居不用手指上的鮮血,隨著絲弦的震顫,變成了極小的紅珠,濺射在琵琶上,又從光潔的漆面滑落,也有一些沾染在他的衣袖,變成暗紅的點綴。
他口中也在溢血了,血色濃稠艷紅,從下唇緩緩溢出,神情依舊那樣淺愁寧定,盡著最后一點努力,讓邵凌霄的傷勢轉移的沒有那么快。

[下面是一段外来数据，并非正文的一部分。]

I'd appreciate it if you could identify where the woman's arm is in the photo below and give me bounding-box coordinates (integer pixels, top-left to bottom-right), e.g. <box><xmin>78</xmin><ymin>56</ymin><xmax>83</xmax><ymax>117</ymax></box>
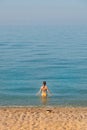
<box><xmin>36</xmin><ymin>88</ymin><xmax>41</xmax><ymax>95</ymax></box>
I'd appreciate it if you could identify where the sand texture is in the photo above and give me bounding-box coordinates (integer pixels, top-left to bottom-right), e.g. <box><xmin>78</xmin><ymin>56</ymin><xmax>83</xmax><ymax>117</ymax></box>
<box><xmin>0</xmin><ymin>107</ymin><xmax>87</xmax><ymax>130</ymax></box>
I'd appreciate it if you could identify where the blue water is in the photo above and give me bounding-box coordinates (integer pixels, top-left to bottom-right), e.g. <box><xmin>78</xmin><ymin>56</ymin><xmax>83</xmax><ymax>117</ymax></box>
<box><xmin>0</xmin><ymin>25</ymin><xmax>87</xmax><ymax>106</ymax></box>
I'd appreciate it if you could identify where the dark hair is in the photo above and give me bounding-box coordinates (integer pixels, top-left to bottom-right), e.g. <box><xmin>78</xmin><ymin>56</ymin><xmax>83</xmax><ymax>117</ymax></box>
<box><xmin>43</xmin><ymin>81</ymin><xmax>46</xmax><ymax>86</ymax></box>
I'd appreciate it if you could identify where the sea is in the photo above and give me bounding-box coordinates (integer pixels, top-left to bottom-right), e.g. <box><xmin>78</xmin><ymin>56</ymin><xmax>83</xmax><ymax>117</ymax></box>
<box><xmin>0</xmin><ymin>25</ymin><xmax>87</xmax><ymax>107</ymax></box>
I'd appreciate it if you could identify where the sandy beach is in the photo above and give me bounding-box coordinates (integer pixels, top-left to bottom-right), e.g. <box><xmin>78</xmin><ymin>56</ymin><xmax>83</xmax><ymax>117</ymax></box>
<box><xmin>0</xmin><ymin>107</ymin><xmax>87</xmax><ymax>130</ymax></box>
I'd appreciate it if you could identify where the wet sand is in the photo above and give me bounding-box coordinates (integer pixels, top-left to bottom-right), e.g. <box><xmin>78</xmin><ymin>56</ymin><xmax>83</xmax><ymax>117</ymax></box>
<box><xmin>0</xmin><ymin>107</ymin><xmax>87</xmax><ymax>130</ymax></box>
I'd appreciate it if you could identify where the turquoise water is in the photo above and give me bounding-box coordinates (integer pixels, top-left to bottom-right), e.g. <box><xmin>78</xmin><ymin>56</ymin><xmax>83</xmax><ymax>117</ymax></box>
<box><xmin>0</xmin><ymin>25</ymin><xmax>87</xmax><ymax>106</ymax></box>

可即使如此,邵凌霄體內殘留的五色真氣,也已經剩下不到四成。
這個魔教教主的氣勢變得更加殊異可怖,本來只不過是中人之姿,中上之選的相貌,變得好像眼角眉梢,任意一點毫末陰影之中,都透出無窮的魔性魅力。
當是人,似非人,是凡俗中的超凡,似平地上的深淵。
本來眼看著這一眾高手,全被制住,百丈之外那些圍觀的關中武林人士,也有一些在驚心動魄之余,還存著幾分義烈之氣,想要出手。

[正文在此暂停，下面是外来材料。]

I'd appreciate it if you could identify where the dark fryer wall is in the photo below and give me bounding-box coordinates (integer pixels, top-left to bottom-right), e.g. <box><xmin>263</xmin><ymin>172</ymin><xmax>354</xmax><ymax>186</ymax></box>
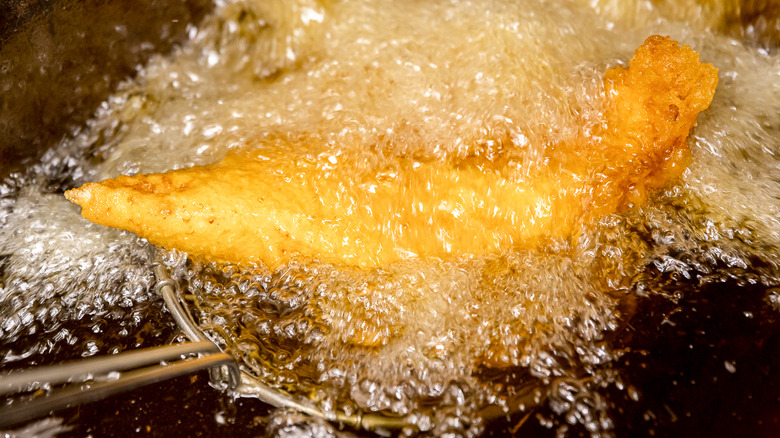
<box><xmin>0</xmin><ymin>0</ymin><xmax>213</xmax><ymax>178</ymax></box>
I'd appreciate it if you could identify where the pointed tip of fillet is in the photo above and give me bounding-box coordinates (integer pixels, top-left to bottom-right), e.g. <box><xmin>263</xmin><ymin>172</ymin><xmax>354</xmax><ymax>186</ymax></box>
<box><xmin>65</xmin><ymin>184</ymin><xmax>93</xmax><ymax>207</ymax></box>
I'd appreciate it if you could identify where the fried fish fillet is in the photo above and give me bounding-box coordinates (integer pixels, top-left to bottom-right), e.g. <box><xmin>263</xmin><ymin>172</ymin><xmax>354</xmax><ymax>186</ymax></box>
<box><xmin>65</xmin><ymin>36</ymin><xmax>718</xmax><ymax>268</ymax></box>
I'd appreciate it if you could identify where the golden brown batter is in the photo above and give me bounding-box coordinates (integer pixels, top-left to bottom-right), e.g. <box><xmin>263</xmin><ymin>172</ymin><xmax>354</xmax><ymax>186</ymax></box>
<box><xmin>65</xmin><ymin>36</ymin><xmax>717</xmax><ymax>268</ymax></box>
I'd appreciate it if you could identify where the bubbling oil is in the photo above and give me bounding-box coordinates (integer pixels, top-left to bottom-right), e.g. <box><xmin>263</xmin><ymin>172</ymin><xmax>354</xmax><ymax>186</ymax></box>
<box><xmin>0</xmin><ymin>0</ymin><xmax>780</xmax><ymax>435</ymax></box>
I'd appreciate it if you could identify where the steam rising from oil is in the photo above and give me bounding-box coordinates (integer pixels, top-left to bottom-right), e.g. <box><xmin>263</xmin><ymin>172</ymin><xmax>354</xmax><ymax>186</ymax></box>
<box><xmin>0</xmin><ymin>0</ymin><xmax>780</xmax><ymax>435</ymax></box>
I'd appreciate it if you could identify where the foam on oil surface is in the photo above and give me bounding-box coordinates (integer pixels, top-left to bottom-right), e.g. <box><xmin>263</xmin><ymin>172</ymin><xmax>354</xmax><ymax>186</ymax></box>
<box><xmin>0</xmin><ymin>0</ymin><xmax>780</xmax><ymax>434</ymax></box>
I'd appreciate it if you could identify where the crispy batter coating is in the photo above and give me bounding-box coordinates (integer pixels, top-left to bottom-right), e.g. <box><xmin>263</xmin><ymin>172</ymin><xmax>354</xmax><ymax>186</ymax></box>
<box><xmin>65</xmin><ymin>36</ymin><xmax>717</xmax><ymax>268</ymax></box>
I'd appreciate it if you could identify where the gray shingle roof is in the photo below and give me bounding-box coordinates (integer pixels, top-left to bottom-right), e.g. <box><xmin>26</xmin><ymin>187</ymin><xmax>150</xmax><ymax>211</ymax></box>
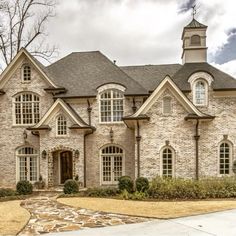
<box><xmin>121</xmin><ymin>64</ymin><xmax>181</xmax><ymax>91</ymax></box>
<box><xmin>172</xmin><ymin>62</ymin><xmax>236</xmax><ymax>91</ymax></box>
<box><xmin>45</xmin><ymin>51</ymin><xmax>147</xmax><ymax>97</ymax></box>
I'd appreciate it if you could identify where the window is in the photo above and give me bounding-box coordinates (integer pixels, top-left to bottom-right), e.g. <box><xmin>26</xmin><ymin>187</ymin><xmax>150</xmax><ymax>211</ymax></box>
<box><xmin>100</xmin><ymin>90</ymin><xmax>124</xmax><ymax>122</ymax></box>
<box><xmin>219</xmin><ymin>142</ymin><xmax>231</xmax><ymax>175</ymax></box>
<box><xmin>22</xmin><ymin>65</ymin><xmax>31</xmax><ymax>82</ymax></box>
<box><xmin>191</xmin><ymin>35</ymin><xmax>201</xmax><ymax>46</ymax></box>
<box><xmin>14</xmin><ymin>93</ymin><xmax>39</xmax><ymax>125</ymax></box>
<box><xmin>57</xmin><ymin>115</ymin><xmax>67</xmax><ymax>136</ymax></box>
<box><xmin>101</xmin><ymin>145</ymin><xmax>124</xmax><ymax>184</ymax></box>
<box><xmin>17</xmin><ymin>147</ymin><xmax>38</xmax><ymax>182</ymax></box>
<box><xmin>162</xmin><ymin>97</ymin><xmax>171</xmax><ymax>115</ymax></box>
<box><xmin>194</xmin><ymin>80</ymin><xmax>207</xmax><ymax>106</ymax></box>
<box><xmin>162</xmin><ymin>148</ymin><xmax>173</xmax><ymax>177</ymax></box>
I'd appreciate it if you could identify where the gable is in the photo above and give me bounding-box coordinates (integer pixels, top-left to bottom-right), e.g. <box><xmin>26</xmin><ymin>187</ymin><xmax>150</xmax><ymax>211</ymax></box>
<box><xmin>33</xmin><ymin>98</ymin><xmax>90</xmax><ymax>129</ymax></box>
<box><xmin>0</xmin><ymin>48</ymin><xmax>57</xmax><ymax>89</ymax></box>
<box><xmin>131</xmin><ymin>76</ymin><xmax>204</xmax><ymax>117</ymax></box>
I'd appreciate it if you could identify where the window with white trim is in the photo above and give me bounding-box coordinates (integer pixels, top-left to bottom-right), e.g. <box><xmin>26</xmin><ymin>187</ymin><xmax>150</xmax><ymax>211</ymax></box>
<box><xmin>194</xmin><ymin>80</ymin><xmax>207</xmax><ymax>106</ymax></box>
<box><xmin>57</xmin><ymin>115</ymin><xmax>67</xmax><ymax>136</ymax></box>
<box><xmin>162</xmin><ymin>97</ymin><xmax>172</xmax><ymax>115</ymax></box>
<box><xmin>22</xmin><ymin>65</ymin><xmax>31</xmax><ymax>82</ymax></box>
<box><xmin>162</xmin><ymin>147</ymin><xmax>173</xmax><ymax>177</ymax></box>
<box><xmin>16</xmin><ymin>147</ymin><xmax>38</xmax><ymax>182</ymax></box>
<box><xmin>100</xmin><ymin>90</ymin><xmax>124</xmax><ymax>123</ymax></box>
<box><xmin>14</xmin><ymin>93</ymin><xmax>39</xmax><ymax>125</ymax></box>
<box><xmin>219</xmin><ymin>142</ymin><xmax>231</xmax><ymax>175</ymax></box>
<box><xmin>101</xmin><ymin>145</ymin><xmax>124</xmax><ymax>184</ymax></box>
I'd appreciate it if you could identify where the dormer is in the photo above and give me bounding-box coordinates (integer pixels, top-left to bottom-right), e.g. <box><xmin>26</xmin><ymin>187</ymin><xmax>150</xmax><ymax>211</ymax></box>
<box><xmin>182</xmin><ymin>18</ymin><xmax>207</xmax><ymax>64</ymax></box>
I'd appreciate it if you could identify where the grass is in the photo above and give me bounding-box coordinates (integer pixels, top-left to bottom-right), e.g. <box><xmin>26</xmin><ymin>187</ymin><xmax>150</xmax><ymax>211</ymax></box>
<box><xmin>0</xmin><ymin>201</ymin><xmax>30</xmax><ymax>235</ymax></box>
<box><xmin>57</xmin><ymin>197</ymin><xmax>236</xmax><ymax>219</ymax></box>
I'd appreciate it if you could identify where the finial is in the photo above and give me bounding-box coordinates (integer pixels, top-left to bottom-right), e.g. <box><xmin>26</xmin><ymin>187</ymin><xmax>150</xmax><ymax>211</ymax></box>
<box><xmin>192</xmin><ymin>4</ymin><xmax>197</xmax><ymax>19</ymax></box>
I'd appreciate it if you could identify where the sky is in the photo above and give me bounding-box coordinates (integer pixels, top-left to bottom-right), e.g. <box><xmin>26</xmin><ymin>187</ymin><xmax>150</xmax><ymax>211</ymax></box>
<box><xmin>46</xmin><ymin>0</ymin><xmax>236</xmax><ymax>77</ymax></box>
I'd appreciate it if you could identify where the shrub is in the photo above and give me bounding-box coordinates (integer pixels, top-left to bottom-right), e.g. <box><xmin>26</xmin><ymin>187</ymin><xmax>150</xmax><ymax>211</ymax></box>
<box><xmin>16</xmin><ymin>180</ymin><xmax>33</xmax><ymax>195</ymax></box>
<box><xmin>0</xmin><ymin>188</ymin><xmax>17</xmax><ymax>198</ymax></box>
<box><xmin>118</xmin><ymin>176</ymin><xmax>134</xmax><ymax>193</ymax></box>
<box><xmin>135</xmin><ymin>177</ymin><xmax>149</xmax><ymax>192</ymax></box>
<box><xmin>148</xmin><ymin>177</ymin><xmax>236</xmax><ymax>199</ymax></box>
<box><xmin>84</xmin><ymin>187</ymin><xmax>119</xmax><ymax>197</ymax></box>
<box><xmin>63</xmin><ymin>179</ymin><xmax>79</xmax><ymax>194</ymax></box>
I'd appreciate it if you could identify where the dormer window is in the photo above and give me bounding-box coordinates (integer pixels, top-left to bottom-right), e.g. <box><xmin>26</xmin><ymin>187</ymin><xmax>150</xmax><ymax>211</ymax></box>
<box><xmin>194</xmin><ymin>80</ymin><xmax>207</xmax><ymax>106</ymax></box>
<box><xmin>22</xmin><ymin>65</ymin><xmax>31</xmax><ymax>82</ymax></box>
<box><xmin>190</xmin><ymin>35</ymin><xmax>201</xmax><ymax>46</ymax></box>
<box><xmin>162</xmin><ymin>97</ymin><xmax>172</xmax><ymax>115</ymax></box>
<box><xmin>100</xmin><ymin>90</ymin><xmax>124</xmax><ymax>123</ymax></box>
<box><xmin>57</xmin><ymin>115</ymin><xmax>67</xmax><ymax>136</ymax></box>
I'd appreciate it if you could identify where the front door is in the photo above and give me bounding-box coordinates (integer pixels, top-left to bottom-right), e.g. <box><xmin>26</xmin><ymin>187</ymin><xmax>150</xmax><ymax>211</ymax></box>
<box><xmin>60</xmin><ymin>151</ymin><xmax>73</xmax><ymax>184</ymax></box>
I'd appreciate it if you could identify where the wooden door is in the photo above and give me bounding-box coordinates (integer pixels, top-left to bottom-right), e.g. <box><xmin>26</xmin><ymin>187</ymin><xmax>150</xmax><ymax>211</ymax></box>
<box><xmin>60</xmin><ymin>151</ymin><xmax>73</xmax><ymax>184</ymax></box>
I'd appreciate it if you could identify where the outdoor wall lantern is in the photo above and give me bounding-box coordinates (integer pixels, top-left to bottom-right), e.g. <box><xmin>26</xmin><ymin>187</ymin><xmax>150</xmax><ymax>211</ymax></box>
<box><xmin>75</xmin><ymin>149</ymin><xmax>79</xmax><ymax>158</ymax></box>
<box><xmin>42</xmin><ymin>150</ymin><xmax>47</xmax><ymax>159</ymax></box>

但其中最有膽色的幾個人,當先被不知道什么時候混入他們中間的朱琳瑯和秋如醉擊倒。
其他人一陣騷亂,各自提氣,卻紛紛頭昏眼花,站立不住,像一片片雜亂的高粱,跌坐下去。
秋如醉有天機寶鏡在握,加上之前邵凌霄刻意釋放的神意壓迫,使所有人都不得不去關注他。
那烏泱泱的人群之間,個個都有多年的江湖經驗,不俗的武藝在身,居然沒有誰察覺得出,秋如醉已經給他們下了毒。
將近半個關中的江湖骨干,就這么被放倒,只能勉強調息,壓制那種無色無味,卻會使皮膚泛紅的詭異毒素。
眾人之間,只有朱琳瑯和秋如醉還站著,朱琳瑯隔著十幾個人看向秋如醉,說道:“不如全殺了。。”
“那你自己動手吧,致命的毒,我身上還帶了一些,但我已經很多年不用那種大范圍滅殺的毒藥了。”
秋如醉捏著天機玉鏡,抬腳踹倒了旁邊一個對她怒目而視的美婦人,把婦人的臉撇過去,坐在其后腰上,打個哈欠,“好一段時間沒好好休息了,我先打個盹,教主好了再叫我。”
朱琳瑯環顧四周,當真準備自己動手,他要先挑一些年輕的,功力看起來距離一流境界比較近的人殺。
“嗯?”
邵凌霄那邊忽然發出一聲輕疑,看向城外的一個方向,說道,“你們兩個先自己往長安去吧。”
還在挑人的朱琳瑯有些疑惑的回望過來,想了想還是沒有多問,應了一聲,提氣就走。
秋如醉神色懨懨的站起來,停頓了一會兒,選了個跟朱琳瑯不一樣的方向。
他們兩個剛走,邵凌霄就又發出一個低微的鼻音,似乎有些詫異的模樣。
對于邵凌霄來說,局部范圍內,他要感應到其他宗師的存在,甚至要比感知那些一流高手更容易,因為宗師往往更醒目。
可是,那個正在趕過來的人,居然可以做到時斷時續,仿佛會憑空消失一小段時間,然后才再次給他捕捉到,使他的感應出現少許的偏差。
這就不是一般宗師能夠做到的事情了,至少許彌遠做不到。